Caminaron todo el día, deteniéndose de vez en cuando a descansar o comer. Había suficientes arroyos y riachuelos para disponer de toda el agua que necesitasen. Los wufeas, aunque quizás descendiesen de los gatos, se bañaban siempre que podían. También lamían su propio cuerpo, tal como hacen los auténticos gatos. Eran gente limpia en lo que a sus cuerpos respecta, pero indiferentes a las plagas de sus aldeas, cucarachas, moscas y otros insectos. Y, aunque enterraban sus excrementos, no eran tan limpios con los de sus perros y cerdos y otros animales que poseían.

Al oscurecer, Ulises, sudoroso y cansado, decidió que acamparían para hacer noche junto a un arroyo. Tenía el agua bastante fresca y tan clara que podían verse los peces por el fondo a siete metros de profundidad. Se tendió junto a un árbol caído que cruzaba el arroyo y observó largo rato los peces. Luego se quitó la ropa y se puso a nadar mientras wufeas y wuagarondites le observaban detenidamente como siempre hacían cuando estaba desnudo. Se preguntó si sentirían una secreta repugnancia por su falta de pelo y por la distribución de éste. Quizás no. No podía esperarse que fuese como ellos pues, en realidad, era un dios.

Cuando salió, todos los otros, salvo los guardias que permanecían de vigilancia, y Awina, se bañaron. Ella le secó con un pedazo de piel peluda y luego pidió permiso para bañarse también. Cuando todos salieron él miró hacia el agua desde el tronco. Habían espantado a los peces. Pero unos cien metros más arriba los encontró de nuevo. Utilizó una gran vara de una madera que no conocía, pero que era muy liviana, una cordada hecha de tripa y un anzuelo de hueso con un gusano que Awina le consiguió. Era un animal de grueso cuerpo, del largo de su mano, de un rojo sangre y cuatro grandes ojos falsos compuestos de tres círculos concéntricos de blanco, azul y verde.

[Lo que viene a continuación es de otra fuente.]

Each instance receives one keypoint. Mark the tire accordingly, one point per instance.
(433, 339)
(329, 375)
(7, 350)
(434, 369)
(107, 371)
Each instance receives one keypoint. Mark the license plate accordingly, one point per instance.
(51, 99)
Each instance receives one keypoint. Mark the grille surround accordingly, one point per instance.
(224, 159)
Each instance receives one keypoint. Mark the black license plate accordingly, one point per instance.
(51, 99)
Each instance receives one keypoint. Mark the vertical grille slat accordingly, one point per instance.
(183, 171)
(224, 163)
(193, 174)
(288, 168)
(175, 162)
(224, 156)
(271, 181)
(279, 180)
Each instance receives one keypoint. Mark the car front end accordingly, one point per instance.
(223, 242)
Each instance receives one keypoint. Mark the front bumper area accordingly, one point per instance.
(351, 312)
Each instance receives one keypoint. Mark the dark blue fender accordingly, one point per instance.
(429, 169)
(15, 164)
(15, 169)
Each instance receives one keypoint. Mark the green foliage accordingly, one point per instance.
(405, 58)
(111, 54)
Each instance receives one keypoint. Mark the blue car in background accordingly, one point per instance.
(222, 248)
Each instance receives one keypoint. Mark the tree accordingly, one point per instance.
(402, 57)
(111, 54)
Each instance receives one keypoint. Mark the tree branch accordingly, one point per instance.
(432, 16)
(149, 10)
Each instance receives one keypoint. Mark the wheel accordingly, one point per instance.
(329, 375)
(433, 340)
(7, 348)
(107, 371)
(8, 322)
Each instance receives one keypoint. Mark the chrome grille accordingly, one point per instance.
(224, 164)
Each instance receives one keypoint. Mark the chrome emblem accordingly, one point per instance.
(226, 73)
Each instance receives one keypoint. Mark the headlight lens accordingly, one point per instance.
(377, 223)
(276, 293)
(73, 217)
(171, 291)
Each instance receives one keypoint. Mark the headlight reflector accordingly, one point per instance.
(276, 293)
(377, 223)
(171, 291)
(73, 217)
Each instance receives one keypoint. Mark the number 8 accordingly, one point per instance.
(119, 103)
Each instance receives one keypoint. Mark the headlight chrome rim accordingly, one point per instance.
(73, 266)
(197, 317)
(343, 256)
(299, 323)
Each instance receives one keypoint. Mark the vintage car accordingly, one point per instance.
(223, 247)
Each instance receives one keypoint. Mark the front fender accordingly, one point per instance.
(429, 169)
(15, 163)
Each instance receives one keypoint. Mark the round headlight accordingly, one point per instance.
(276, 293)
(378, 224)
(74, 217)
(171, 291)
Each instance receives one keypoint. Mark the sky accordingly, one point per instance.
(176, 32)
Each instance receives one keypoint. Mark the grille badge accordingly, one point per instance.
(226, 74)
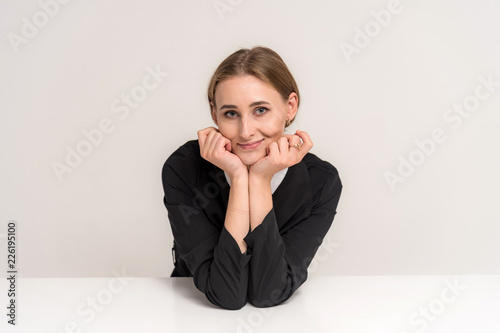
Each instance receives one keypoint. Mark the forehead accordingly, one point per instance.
(244, 89)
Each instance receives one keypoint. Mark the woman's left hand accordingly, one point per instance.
(282, 154)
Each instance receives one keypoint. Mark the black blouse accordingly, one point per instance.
(278, 251)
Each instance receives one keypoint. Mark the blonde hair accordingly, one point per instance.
(261, 62)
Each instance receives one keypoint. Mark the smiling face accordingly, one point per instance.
(251, 114)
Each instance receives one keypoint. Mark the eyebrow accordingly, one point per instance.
(230, 106)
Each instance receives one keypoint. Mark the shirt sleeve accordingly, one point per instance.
(212, 255)
(279, 262)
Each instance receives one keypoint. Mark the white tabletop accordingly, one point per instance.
(465, 303)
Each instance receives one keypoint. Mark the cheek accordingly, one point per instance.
(228, 130)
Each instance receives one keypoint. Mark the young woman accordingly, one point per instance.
(248, 204)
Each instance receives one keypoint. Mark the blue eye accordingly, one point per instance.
(261, 110)
(230, 114)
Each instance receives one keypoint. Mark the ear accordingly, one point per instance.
(291, 106)
(212, 111)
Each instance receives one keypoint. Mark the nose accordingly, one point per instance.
(247, 128)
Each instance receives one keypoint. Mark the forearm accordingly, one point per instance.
(237, 220)
(261, 200)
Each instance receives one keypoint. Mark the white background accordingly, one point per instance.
(363, 112)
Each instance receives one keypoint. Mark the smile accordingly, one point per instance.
(250, 145)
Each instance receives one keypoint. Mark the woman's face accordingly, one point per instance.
(251, 114)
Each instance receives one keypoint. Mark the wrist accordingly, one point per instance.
(240, 176)
(258, 179)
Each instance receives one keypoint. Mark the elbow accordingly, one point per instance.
(266, 301)
(229, 303)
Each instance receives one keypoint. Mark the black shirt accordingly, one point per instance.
(278, 251)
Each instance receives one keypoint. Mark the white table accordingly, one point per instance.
(323, 304)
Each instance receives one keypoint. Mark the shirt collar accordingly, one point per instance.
(275, 181)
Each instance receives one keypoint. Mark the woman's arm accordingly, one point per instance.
(279, 262)
(213, 256)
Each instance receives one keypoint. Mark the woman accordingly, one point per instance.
(248, 205)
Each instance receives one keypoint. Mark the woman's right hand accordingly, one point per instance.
(216, 149)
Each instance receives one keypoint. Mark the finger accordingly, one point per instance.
(203, 135)
(273, 149)
(214, 142)
(283, 144)
(307, 143)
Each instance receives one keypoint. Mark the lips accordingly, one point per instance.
(250, 145)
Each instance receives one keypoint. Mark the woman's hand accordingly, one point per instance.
(282, 154)
(216, 149)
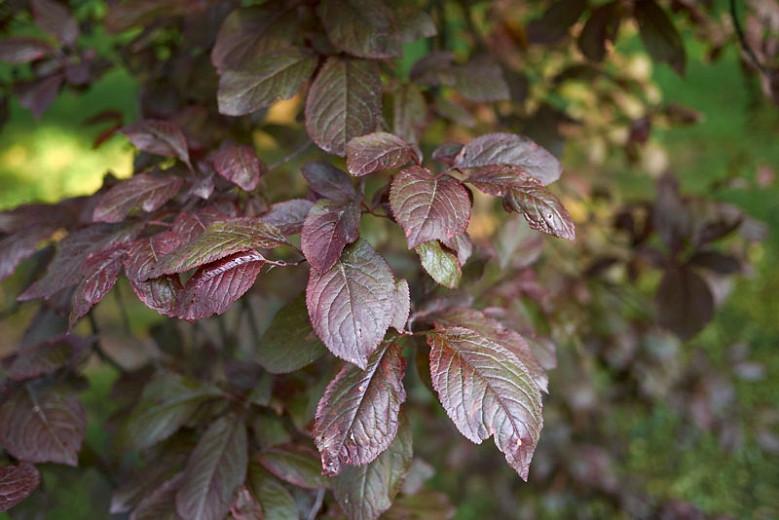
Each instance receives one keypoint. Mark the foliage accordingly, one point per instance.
(239, 411)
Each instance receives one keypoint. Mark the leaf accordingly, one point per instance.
(429, 206)
(364, 28)
(409, 112)
(379, 151)
(18, 246)
(401, 306)
(512, 149)
(158, 137)
(17, 483)
(215, 470)
(102, 270)
(601, 28)
(329, 182)
(289, 342)
(239, 165)
(495, 331)
(351, 304)
(277, 503)
(294, 464)
(365, 492)
(684, 302)
(542, 209)
(660, 37)
(21, 49)
(45, 426)
(56, 20)
(344, 102)
(357, 417)
(216, 286)
(288, 216)
(168, 401)
(146, 191)
(263, 80)
(441, 265)
(250, 31)
(329, 227)
(486, 391)
(219, 240)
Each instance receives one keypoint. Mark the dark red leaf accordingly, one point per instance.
(351, 305)
(344, 102)
(43, 426)
(379, 151)
(239, 165)
(428, 206)
(357, 417)
(486, 391)
(143, 192)
(17, 483)
(215, 286)
(511, 149)
(329, 227)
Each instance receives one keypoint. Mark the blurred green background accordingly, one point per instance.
(735, 143)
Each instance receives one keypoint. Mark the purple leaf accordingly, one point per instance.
(215, 286)
(295, 464)
(239, 165)
(364, 28)
(329, 182)
(379, 151)
(42, 426)
(486, 391)
(17, 483)
(357, 417)
(55, 19)
(329, 227)
(344, 102)
(401, 306)
(251, 31)
(542, 209)
(288, 216)
(512, 149)
(495, 331)
(215, 470)
(19, 246)
(220, 239)
(263, 80)
(351, 305)
(159, 138)
(440, 264)
(143, 192)
(21, 49)
(365, 492)
(428, 206)
(102, 270)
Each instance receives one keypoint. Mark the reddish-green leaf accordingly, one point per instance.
(365, 492)
(344, 102)
(379, 151)
(17, 483)
(42, 426)
(219, 240)
(262, 80)
(357, 417)
(351, 304)
(486, 391)
(215, 286)
(240, 165)
(329, 227)
(512, 149)
(429, 206)
(215, 470)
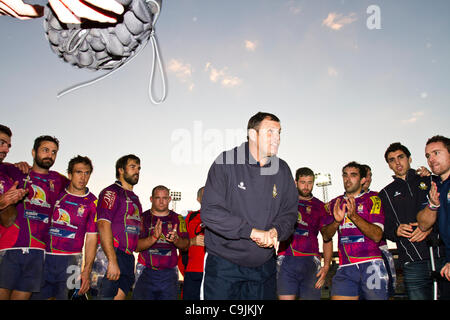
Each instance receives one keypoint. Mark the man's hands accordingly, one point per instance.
(71, 11)
(407, 231)
(433, 195)
(20, 10)
(198, 240)
(321, 275)
(265, 239)
(12, 196)
(172, 236)
(445, 271)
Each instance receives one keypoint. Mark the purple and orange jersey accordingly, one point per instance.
(5, 184)
(162, 254)
(123, 209)
(30, 229)
(73, 217)
(353, 245)
(311, 218)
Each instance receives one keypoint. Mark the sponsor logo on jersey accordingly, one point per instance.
(108, 199)
(423, 186)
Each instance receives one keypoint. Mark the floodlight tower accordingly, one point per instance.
(176, 196)
(323, 180)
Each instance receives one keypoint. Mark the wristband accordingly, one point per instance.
(432, 207)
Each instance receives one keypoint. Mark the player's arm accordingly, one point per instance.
(327, 256)
(428, 215)
(106, 241)
(182, 242)
(284, 222)
(338, 214)
(215, 210)
(8, 216)
(370, 230)
(90, 249)
(148, 240)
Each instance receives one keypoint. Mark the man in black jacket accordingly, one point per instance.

Echó el anzuelo doce veces sin éxito. A la treceava vez, picó uno. Entonces, tuvo que tirar directamente de la tripa, pues amenazaba con desprenderse. El pez tenía sólo treinta centímetros de largo, pero era muy fuerte y luchaba con denuedo. Tardó por lo menos veinte minutos en cansarlo. Cuando lo sacó y vio el cuerpo plateado con manchas escarlata y verde pálido, mirándole fijamente con amarillos ojos y cortas y cartilaginosas «patillas», se sintió más feliz incluso. Según Awina, que lo llevó a cocinar, el aipawafa estaba delicioso. Lo estaba.

Aquella noche, tendido en su saco de dormir, contemplando en el cielo la inmensa luna verdiazul y blanca entre las ramas de un abeto, pensó que sólo le faltaban dos cosas para sentirse del todo feliz. Una de ellas era un buen trago de una cerveza oscura y fuerte, alemana o danesa, o un buen whisky. La segunda era una mujer que le amase y a la que él pudiera amar.